Ni tampoco se ha podido negar que la conveniencia de la unión también lo es por razones económicas, por las que manifestaba en la época de la II República el periodista y poeta José del Río (Pick), que frente a la hipótesis de una separación de Castilla afirmaba: «…seremos dejados muy atrás por una Vizcaya compacta y autónoma que hará de su puerto el verdadero puerto de Castilla, porque a eso orientará su política ferroviaria, y por una Asturias que pondrá El Musel a la disposición de las provincias leonesas de buena parte de las de Castilla.» (La Voz de Cantabria, ‘En el hierro frío’, 14-IX-1932). Curioso es comprobar que ésto es precisamente lo que está ocurriendo hoy, con la salvedad, para agravar lo dicho en 1932, que tanto Asturias como Vizcaya cuentan desde hace años con autovía a la Meseta, que nosotros no hemos podido inaugurar aún, y que ya tienen en obras su tren de alta velocidad, y nosotros estamos todavía en la prehistoria del inicio de esa obra, lo cual dice mucho de la utilidad de esta autonomía uniprovincial para competir con otras regiones.
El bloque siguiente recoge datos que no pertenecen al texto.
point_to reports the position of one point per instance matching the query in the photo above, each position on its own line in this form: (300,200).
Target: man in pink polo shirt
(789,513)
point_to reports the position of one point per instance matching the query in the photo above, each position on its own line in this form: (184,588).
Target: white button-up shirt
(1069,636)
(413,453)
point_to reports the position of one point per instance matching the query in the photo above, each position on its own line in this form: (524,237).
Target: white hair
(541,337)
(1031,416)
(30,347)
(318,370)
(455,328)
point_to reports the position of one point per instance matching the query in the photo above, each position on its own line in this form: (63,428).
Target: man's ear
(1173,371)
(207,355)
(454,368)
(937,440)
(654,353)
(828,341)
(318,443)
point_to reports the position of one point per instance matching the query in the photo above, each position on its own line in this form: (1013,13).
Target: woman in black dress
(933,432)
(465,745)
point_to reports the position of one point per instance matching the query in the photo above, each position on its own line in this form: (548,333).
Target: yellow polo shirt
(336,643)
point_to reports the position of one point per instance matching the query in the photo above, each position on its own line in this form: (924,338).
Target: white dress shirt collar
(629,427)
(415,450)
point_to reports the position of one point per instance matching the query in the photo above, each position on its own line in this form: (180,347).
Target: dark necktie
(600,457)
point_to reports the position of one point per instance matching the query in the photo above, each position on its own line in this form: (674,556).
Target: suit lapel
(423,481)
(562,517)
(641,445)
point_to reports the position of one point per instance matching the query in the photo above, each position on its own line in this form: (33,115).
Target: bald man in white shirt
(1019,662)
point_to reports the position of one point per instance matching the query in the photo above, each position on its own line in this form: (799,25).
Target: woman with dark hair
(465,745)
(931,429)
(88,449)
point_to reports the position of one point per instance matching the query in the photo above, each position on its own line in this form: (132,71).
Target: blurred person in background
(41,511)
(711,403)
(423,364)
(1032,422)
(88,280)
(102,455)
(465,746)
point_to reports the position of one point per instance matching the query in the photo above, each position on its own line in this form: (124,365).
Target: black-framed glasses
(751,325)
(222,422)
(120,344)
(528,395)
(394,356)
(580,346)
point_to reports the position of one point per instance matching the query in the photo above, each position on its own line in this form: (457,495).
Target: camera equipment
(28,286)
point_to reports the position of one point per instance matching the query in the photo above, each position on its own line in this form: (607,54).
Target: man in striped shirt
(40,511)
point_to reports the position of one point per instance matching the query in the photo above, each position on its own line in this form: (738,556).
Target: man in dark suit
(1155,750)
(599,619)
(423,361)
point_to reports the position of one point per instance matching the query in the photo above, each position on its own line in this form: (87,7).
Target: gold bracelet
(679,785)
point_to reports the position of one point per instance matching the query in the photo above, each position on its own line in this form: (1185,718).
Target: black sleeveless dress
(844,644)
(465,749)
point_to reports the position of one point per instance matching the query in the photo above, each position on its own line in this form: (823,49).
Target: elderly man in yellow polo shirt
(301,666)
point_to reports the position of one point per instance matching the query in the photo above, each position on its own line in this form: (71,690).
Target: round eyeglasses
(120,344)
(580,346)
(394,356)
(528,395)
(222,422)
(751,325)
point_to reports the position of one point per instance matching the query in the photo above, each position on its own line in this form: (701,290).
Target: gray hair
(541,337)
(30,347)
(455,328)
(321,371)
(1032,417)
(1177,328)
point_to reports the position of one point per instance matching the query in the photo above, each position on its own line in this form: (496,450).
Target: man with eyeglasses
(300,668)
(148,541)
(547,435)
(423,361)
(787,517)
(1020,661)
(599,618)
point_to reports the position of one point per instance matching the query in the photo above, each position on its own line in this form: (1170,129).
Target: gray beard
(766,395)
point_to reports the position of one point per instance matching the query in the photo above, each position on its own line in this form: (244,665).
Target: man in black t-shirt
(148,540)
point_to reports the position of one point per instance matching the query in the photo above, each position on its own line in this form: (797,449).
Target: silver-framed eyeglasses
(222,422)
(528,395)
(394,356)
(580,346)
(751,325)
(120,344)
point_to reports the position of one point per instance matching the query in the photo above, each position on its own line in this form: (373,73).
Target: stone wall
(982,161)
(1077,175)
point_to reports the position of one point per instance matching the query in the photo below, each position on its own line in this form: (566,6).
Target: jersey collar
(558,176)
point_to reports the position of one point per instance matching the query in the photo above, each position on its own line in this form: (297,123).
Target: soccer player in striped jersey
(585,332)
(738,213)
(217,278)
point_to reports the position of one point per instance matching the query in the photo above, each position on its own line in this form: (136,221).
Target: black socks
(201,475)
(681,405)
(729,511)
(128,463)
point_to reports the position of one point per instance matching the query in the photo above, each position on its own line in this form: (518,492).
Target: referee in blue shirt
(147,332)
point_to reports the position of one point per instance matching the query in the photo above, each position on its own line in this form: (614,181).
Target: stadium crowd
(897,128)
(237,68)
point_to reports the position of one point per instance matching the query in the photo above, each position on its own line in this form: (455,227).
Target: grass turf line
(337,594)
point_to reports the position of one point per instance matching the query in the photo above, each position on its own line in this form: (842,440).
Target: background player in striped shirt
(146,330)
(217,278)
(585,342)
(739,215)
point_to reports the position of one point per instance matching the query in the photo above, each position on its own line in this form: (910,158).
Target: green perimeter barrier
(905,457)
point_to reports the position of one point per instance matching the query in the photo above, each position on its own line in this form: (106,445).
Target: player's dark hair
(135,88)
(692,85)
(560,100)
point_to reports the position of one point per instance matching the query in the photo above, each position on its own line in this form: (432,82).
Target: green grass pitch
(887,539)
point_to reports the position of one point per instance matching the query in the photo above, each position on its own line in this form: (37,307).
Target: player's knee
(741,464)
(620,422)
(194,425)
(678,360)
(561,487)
Además, el año 2005 pasará a la historia como aquél en el que el Gobierno de la nación decidió que, en vez de un Santander-Mediterráneo, se va a construir un Bilbao-Mediterráneo y ello con el silencio cómplice del Gobierno regional de Cantabria, que sortea la constatación de la propia falta de peso político nacional de esta autonomía con el arte de mirar hacia otro lado, encajando, sin que se note, la puñalada trapera de cien años de anhelos de esta tierra.

Siendo ya mayoría social los que defendemos la Unión, manifestamos nuestro gran compromiso con la democracia y nuestro gran respeto a la sociedad civil, de la que somos parte activa, por lo que renunciamos a hacer lo que otros nos han hecho, por lo que no impondremos como a nosotros nos han impuesto, sino que garantizaremos que todos podamos decidir entre dejar las cosas como están, o hacer grande a Cantabria, propiciando su unión con Castilla. Esta posibilidad de decidir nuestro destino pacífica y democráticamente, está cada día más cerca y más al alcance de la mano de los ciudadanos de Cantabria, pues muchos estamos trabajando para ganar espacios sociales de libertad, para que así nadie se irrogue un derecho a decidir que no tiene, pues ese derecho sólo corresponde a los ciudadanos libres de Cantabria. Tarde o temprano, aquello que se crea sin participación ciudadana, acaba por quebrar y terminar por tener que someterse a su decisión.